The establishment of a number of water companies across the country has contributed immensely to easing the provision of water to the people.
Almost every county has its own company, and its operation as a separate entity enables the resources meant for and generated from water services to be used solely to expand and improve this.
In the past, under the county councils, revenue from water ended up being used to even pay salaries, at the expense of the vital duty of the then water departments.
The arrival of these companies is a model that has shown great potential. However, not all the water firms that dot the country today have performed to expectations. This is what has led to the increasing clamour for the government to take back water services.
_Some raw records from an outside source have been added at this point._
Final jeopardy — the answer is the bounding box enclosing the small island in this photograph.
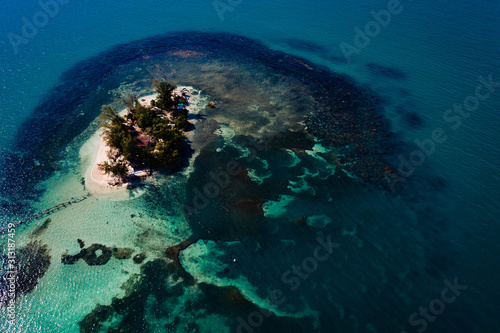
[92,80,194,189]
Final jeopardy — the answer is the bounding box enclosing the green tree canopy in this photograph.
[98,151,129,178]
[136,108,157,130]
[152,123,184,147]
[175,115,189,131]
[98,160,128,178]
[153,79,177,110]
[122,95,138,112]
[100,105,128,153]
[154,141,180,168]
[99,105,123,128]
[97,81,188,176]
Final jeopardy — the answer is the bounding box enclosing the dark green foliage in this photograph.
[136,108,156,130]
[123,96,156,130]
[98,159,128,178]
[175,108,188,118]
[175,115,189,130]
[102,121,127,152]
[120,134,137,160]
[152,122,182,144]
[100,105,130,156]
[99,80,189,177]
[99,105,124,127]
[173,94,187,105]
[153,79,177,110]
[152,122,185,168]
[98,80,189,176]
[154,141,180,168]
[122,94,139,112]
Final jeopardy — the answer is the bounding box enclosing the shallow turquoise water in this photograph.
[0,0,499,332]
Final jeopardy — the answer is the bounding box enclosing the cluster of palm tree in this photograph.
[97,80,188,178]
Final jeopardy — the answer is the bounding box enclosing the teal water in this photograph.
[1,0,499,332]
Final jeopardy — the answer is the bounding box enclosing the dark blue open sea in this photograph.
[1,0,499,332]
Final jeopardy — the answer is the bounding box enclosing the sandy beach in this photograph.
[82,130,128,198]
[87,130,126,191]
[83,94,156,197]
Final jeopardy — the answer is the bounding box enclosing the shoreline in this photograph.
[83,94,157,197]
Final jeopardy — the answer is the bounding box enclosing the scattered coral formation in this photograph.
[61,241,134,266]
[0,241,51,302]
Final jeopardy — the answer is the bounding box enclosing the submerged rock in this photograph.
[165,240,195,265]
[113,247,134,259]
[62,241,132,266]
[30,218,52,237]
[133,252,146,264]
[83,244,113,266]
[77,238,85,248]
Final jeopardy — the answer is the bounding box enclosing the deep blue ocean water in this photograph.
[0,0,499,332]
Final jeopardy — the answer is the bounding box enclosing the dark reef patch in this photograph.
[0,198,31,218]
[184,142,269,242]
[79,259,315,333]
[403,110,424,128]
[304,82,400,185]
[282,38,343,63]
[113,247,134,259]
[77,238,85,248]
[132,252,147,264]
[165,240,195,266]
[61,241,133,266]
[267,130,316,151]
[233,198,265,215]
[284,38,329,55]
[367,62,407,79]
[30,218,52,237]
[0,241,51,302]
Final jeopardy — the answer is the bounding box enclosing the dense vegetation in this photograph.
[98,80,189,178]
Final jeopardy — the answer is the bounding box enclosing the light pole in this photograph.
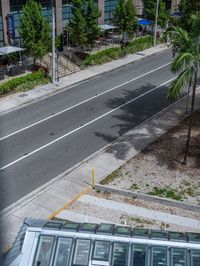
[153,0,159,47]
[51,0,56,84]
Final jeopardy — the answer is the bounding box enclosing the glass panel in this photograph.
[115,226,131,236]
[54,238,72,266]
[169,232,186,242]
[152,247,167,266]
[79,223,97,232]
[43,221,62,229]
[151,231,167,240]
[73,239,91,265]
[113,243,128,266]
[96,223,113,234]
[133,245,147,266]
[191,250,200,266]
[33,235,55,266]
[172,249,186,266]
[133,229,149,238]
[93,241,110,261]
[187,233,200,243]
[62,222,81,231]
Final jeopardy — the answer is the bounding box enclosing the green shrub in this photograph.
[82,35,154,67]
[0,70,49,95]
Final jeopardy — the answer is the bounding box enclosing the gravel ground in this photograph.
[67,190,200,232]
[67,110,200,233]
[101,109,200,206]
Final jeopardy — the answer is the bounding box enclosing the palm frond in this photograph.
[169,26,191,52]
[168,67,195,100]
[171,53,195,73]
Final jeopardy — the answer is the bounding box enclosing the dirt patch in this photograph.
[100,109,200,205]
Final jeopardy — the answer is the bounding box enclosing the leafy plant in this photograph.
[148,187,183,201]
[0,70,50,95]
[82,36,153,66]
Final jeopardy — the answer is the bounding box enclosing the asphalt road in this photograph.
[0,49,177,209]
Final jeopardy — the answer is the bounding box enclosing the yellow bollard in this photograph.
[92,167,95,189]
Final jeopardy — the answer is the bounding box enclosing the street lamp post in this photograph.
[154,0,159,47]
[52,5,56,84]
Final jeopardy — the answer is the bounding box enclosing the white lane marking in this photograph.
[0,62,172,141]
[0,77,176,171]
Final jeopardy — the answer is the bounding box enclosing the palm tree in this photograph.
[168,16,200,165]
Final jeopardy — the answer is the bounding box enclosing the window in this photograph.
[61,222,81,231]
[132,245,147,266]
[73,239,91,266]
[79,223,97,233]
[53,237,73,266]
[33,235,55,266]
[187,233,200,243]
[0,7,3,46]
[152,247,167,266]
[115,226,131,236]
[104,0,117,24]
[112,243,128,266]
[172,248,186,266]
[96,223,114,234]
[93,241,110,261]
[132,228,149,239]
[151,231,167,240]
[169,232,186,242]
[191,250,200,266]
It’s not entirely necessary as the water firms that have been efficiently managed have improved services to customers and can only get better if any shortcomings are fixed.
But as has become evident even in the health sector, perhaps the devolution of these vital services should not have been rushed before the counties built adequate capacity.
It is also crucial for the national government, which has much more resources at its disposal, to take charge of the huge projects in the water sector.
The national government has just taken over the management of bulk water systems and wastewater treatment plants in Nairobi.
This, of course, is a setback to Nairobi City Water and Sewerage Company — the biggest of the water firms — but the decision was not meant to spite it.
The national government is convinced that these facilities will be better managed by the Athi Water Works Development Agency.
If the aim is to have the government develop and maintain the bulky infrastructure to ease the operations of the various firms, then it makes sense.